Angie’s List member Joan Rogers of Portland, Ore., owns two cats with two different health problems: Liu, a 10-year-old Bengal cat, has arthritis and Coppelia, a 15-year-old Ocicat, has an autoimmune skin disorder.
Rogers’ primary veterinarian recommended surgery and medication for Liu and a steroid prescription for Coppelia. “The steroids caused [Coppelia] to be nauseated all the time and gave her secondary infections, and due to Liu’s temperament, surgical options weren’t a good fit,” she says.
Rogers sought the expertise of highly rated At Home Veterinary Acupuncture’s Dr. Darcy Hoyt, who’s certified in acupuncture from the International Veterinary Acupuncture Society, which means she completed course training and passed exams.
“It was like a miracle,” Rogers says. “Before the acupuncture appointment, Liu was walking on three legs to keep her weight off the arthritic leg. She slept for 12 hours after the appointment, and then got up and ran around like a perfectly normal cat.”
Rogers says Hoyt prescribed Chinese herbs for Coppelia, and both cats are doing well. “If you’re skeptical about acupuncture, be prepared to have your beliefs challenged,” Rogers says. “It’s not possible for an animal to experience the placebo effect. The animal has no expectation from the treatment. So when it works, it makes you realize that there’s something real there.”

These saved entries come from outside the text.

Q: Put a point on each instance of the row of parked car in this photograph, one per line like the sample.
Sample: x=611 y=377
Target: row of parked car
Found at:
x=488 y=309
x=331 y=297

Hoyt says she most commonly treats musculoskeletal issues (such as arthritis), neurological problems (such as a herniated disk), and chronic kidney failure. Initial acupuncture treatments cost $125. Hoyt recommends pet owners verify an acupuncturist’s veterinary credentials. “That way, they know that the practitioner has had adequate training, and will also be able to make a conventional diagnosis and provide advice and treatment beyond acupuncture, if needed,” she says.